# Information Value as Feature Selection for Binary Classification Problems


## Session Setup

In [1]:
import warnings
warnings.filterwarnings("ignore")

import pandas as pd
pd.get_option("display.max_columns")

from pyspark.sql import SparkSession, functions as F
from pyspark.ml import Pipeline

from pyspark_ds_toolbox.ml.feature_selection import feature_selection_with_iv



In [2]:
spark = SparkSession.builder\
                .appName('Spark-Toolbox') \
                .master('local[1]') \
                .config('spark.executor.memory', '3G') \
                .config('spark.driver.memory', '3G') \
                .config('spark.memory.offHeap.enabled', 'true') \
                .config('spark.memory.offHeap.size', '3G') \
                .getOrCreate()

spark.sparkContext.setLogLevel("ERROR")
spark.conf.set("spark.sql.execution.arrow.enabled", "true")

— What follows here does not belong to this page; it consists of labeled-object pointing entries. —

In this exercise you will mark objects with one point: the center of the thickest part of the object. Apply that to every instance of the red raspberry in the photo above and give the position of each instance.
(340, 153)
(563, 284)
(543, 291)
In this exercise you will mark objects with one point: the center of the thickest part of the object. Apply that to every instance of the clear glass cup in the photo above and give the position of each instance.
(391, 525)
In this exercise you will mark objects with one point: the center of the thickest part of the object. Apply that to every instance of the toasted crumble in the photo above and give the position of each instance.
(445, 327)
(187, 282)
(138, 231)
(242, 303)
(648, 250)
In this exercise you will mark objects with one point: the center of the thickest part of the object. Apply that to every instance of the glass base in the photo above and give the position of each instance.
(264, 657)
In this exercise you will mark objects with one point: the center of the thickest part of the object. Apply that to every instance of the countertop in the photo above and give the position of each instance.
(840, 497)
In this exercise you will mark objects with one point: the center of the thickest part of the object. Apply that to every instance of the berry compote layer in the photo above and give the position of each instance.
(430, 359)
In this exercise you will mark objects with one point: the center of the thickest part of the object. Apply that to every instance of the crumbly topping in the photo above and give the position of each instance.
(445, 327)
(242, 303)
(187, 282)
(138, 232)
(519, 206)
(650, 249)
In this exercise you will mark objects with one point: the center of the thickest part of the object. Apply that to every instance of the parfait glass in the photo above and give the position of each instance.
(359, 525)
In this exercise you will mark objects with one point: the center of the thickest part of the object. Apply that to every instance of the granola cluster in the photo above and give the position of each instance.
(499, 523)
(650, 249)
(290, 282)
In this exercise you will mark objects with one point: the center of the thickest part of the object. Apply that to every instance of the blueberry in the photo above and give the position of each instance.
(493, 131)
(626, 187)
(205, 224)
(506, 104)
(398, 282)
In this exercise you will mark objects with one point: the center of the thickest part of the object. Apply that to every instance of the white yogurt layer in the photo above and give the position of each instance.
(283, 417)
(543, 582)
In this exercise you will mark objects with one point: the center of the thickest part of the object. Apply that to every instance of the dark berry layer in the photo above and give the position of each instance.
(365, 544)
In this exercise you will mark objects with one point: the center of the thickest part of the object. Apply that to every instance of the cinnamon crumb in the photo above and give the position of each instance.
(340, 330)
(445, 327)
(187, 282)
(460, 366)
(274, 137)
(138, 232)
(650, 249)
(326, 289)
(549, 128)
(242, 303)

Using Spark's default log4j profile: org/apache/spark/log4j-defaults.properties
Setting default log level to "WARN".
To adjust logging level use sc.setLogLevel(newLevel). For SparkR, use setLogLevel(newLevel).
22/03/30 00:21:15 WARN NativeCodeLoader: Unable to load native-hadoop library for your platform... using builtin-java classes where applicable


## lendo o dataset base

In [3]:
def read_data(file): 
    return pd.read_stata("https://raw.github.com/scunning1975/mixtape/master/" + file)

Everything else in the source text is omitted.